As evidenced by our recent recertification with CoreTrustSeal, in-depth curation across the wide range of collections being preserved in Merritt is a task that stands to benefit from the assistance of an automated process capable of providing regular reports to depositors with key insights into collection composition.
Unlike a traditional curation workflow, where archivists work to define metadata and Submission Information Package (SIP) composition in advance of submission to a repository, enabling the generation of a collection “health” report will provide a baseline status for existing collections whose establishment may or may not predate current depositors at the variety of libraries and memory organizations that use Merritt as a digital preservation repository.

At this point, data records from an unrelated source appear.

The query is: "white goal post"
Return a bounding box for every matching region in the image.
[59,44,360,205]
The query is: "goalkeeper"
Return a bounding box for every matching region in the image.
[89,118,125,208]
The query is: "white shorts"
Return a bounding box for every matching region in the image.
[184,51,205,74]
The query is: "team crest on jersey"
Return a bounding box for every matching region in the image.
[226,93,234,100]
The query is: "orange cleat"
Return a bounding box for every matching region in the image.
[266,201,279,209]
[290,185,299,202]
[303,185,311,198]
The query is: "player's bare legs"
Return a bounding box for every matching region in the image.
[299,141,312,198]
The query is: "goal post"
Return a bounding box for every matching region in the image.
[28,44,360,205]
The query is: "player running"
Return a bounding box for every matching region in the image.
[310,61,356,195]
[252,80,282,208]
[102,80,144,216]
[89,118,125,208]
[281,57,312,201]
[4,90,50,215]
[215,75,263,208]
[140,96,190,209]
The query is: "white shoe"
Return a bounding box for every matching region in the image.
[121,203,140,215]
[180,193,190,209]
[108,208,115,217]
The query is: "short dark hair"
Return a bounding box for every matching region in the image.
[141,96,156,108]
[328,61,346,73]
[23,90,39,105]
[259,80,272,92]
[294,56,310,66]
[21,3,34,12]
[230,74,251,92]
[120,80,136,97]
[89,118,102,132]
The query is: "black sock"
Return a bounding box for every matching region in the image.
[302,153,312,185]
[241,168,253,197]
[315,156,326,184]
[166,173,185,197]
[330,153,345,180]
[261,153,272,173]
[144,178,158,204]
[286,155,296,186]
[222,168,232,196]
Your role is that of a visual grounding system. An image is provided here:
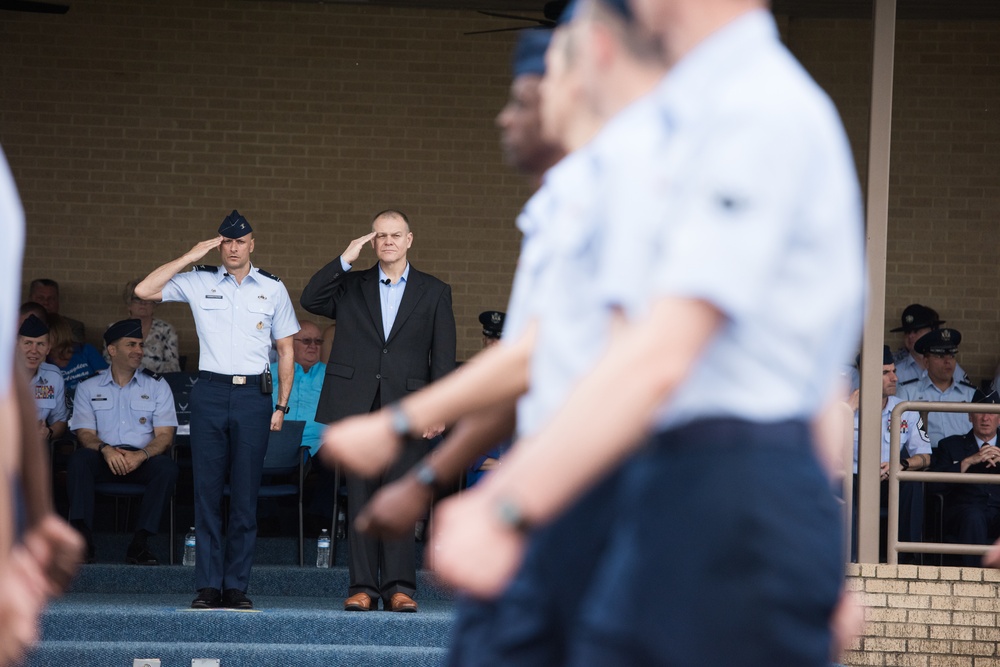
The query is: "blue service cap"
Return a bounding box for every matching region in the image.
[972,385,1000,405]
[889,303,944,333]
[219,208,253,239]
[913,328,962,354]
[514,28,552,79]
[17,315,49,338]
[104,319,142,345]
[479,310,506,338]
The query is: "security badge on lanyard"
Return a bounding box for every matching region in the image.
[260,366,273,396]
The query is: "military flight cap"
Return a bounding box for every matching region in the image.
[17,315,49,338]
[889,303,944,333]
[913,329,962,354]
[219,208,253,239]
[479,310,506,338]
[854,345,896,368]
[559,0,632,26]
[104,319,142,345]
[972,386,1000,404]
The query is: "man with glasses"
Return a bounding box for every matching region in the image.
[271,321,326,456]
[896,328,976,449]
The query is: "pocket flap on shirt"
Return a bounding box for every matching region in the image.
[326,364,354,380]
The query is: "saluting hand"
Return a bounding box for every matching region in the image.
[340,232,375,264]
[184,234,222,264]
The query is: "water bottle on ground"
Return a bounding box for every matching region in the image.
[316,528,330,567]
[181,526,195,567]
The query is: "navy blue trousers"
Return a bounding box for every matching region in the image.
[448,473,619,667]
[568,420,843,667]
[191,376,272,592]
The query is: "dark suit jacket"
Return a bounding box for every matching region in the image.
[300,257,455,422]
[931,430,1000,506]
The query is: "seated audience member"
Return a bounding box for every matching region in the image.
[271,320,326,455]
[104,280,181,374]
[280,320,335,532]
[48,313,108,414]
[896,329,976,448]
[28,278,87,343]
[67,319,177,565]
[849,345,931,560]
[890,303,969,385]
[17,315,69,442]
[465,310,510,487]
[932,389,1000,567]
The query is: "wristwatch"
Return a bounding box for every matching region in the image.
[387,403,411,438]
[413,463,437,488]
[494,498,531,535]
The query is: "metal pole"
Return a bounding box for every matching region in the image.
[858,0,896,563]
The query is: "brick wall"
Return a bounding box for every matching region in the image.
[0,5,1000,379]
[841,564,1000,667]
[0,0,530,368]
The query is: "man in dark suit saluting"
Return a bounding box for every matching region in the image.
[301,209,455,612]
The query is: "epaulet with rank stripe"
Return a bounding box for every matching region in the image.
[257,269,281,283]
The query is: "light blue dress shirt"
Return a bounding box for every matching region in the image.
[70,368,177,449]
[271,361,326,455]
[340,256,410,340]
[896,375,976,447]
[601,10,864,429]
[31,362,69,425]
[854,396,931,473]
[378,262,410,340]
[162,266,299,375]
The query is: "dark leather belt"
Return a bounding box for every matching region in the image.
[198,371,260,385]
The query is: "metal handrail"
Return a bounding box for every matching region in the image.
[886,401,1000,565]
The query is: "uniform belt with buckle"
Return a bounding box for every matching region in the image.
[198,371,260,385]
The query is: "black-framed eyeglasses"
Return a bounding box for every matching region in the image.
[292,338,323,346]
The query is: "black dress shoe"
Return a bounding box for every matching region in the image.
[222,588,253,609]
[191,588,222,609]
[125,546,160,565]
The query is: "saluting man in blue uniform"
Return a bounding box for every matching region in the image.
[135,210,299,609]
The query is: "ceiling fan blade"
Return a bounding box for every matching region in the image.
[462,25,535,35]
[0,0,69,14]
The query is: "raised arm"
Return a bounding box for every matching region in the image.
[135,235,222,301]
[299,232,375,319]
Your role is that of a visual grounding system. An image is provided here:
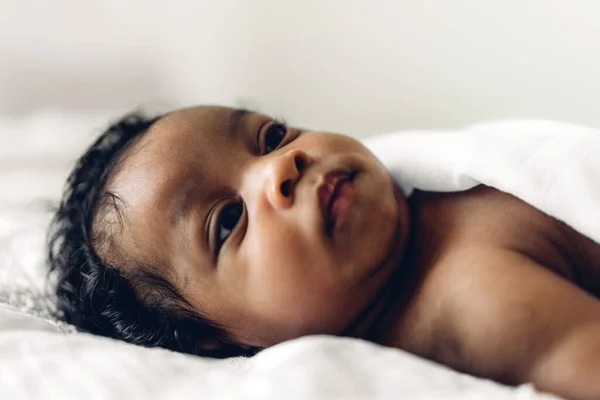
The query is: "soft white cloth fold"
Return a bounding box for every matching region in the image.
[364,120,600,243]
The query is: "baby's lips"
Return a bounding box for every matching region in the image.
[317,171,349,222]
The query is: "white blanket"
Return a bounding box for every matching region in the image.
[5,113,600,400]
[365,120,600,243]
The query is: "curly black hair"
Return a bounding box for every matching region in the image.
[47,112,258,358]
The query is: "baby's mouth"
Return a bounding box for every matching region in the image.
[318,171,356,237]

The Merritt repository has been operational for over ten years. In its initial years, although object guidelines were provided by CDL, many objects that do not adhere to these were submitted. For example, an object may incorporate object-level ERC metadata but lacks internal metadata sidecar files that serve to further define its collection context and provenance. A retroactive process through which such characteristics are flagged will assist owners to assess whether a specific collection is in need of additional curation, resulting in the creation of new object versions.
We intend the collection health check process to examine a number of file and object conditions when it is executed. Checks will be based on both file and object datasets, each of which will gather characteristics of the data type at hand.
The definition of these conditions are intended to incorporate both internal best practices as defined at campus libraries and the CDL, as well as external community resources such as the Library of Congress Recommended Formats Statement (RFS) and the Digital Preservation Coalition’s Bit-List. Community resources provide input on preferred and acceptable formats within high-level categories, as well as cite a range of “endangered” file formats. While others, such as the DigiPres Commons Formats and MIME Types lists provide references linked to backing information sourced from WikiData and Apache Tika.
Collection check configuration:
- Enable the programmatic configuration of collection checks including result statuses: pass, fail, warn, skip, info.
- Enable configuration of mime type usage.
Collection check enhancements:
- Provide the ability to enhance collection checks over time according to campus partner feedback.
Collection analysis at the file level:
- Enable data extraction at the file level for analysis.
- Provide for bulk extraction as well as daily extraction.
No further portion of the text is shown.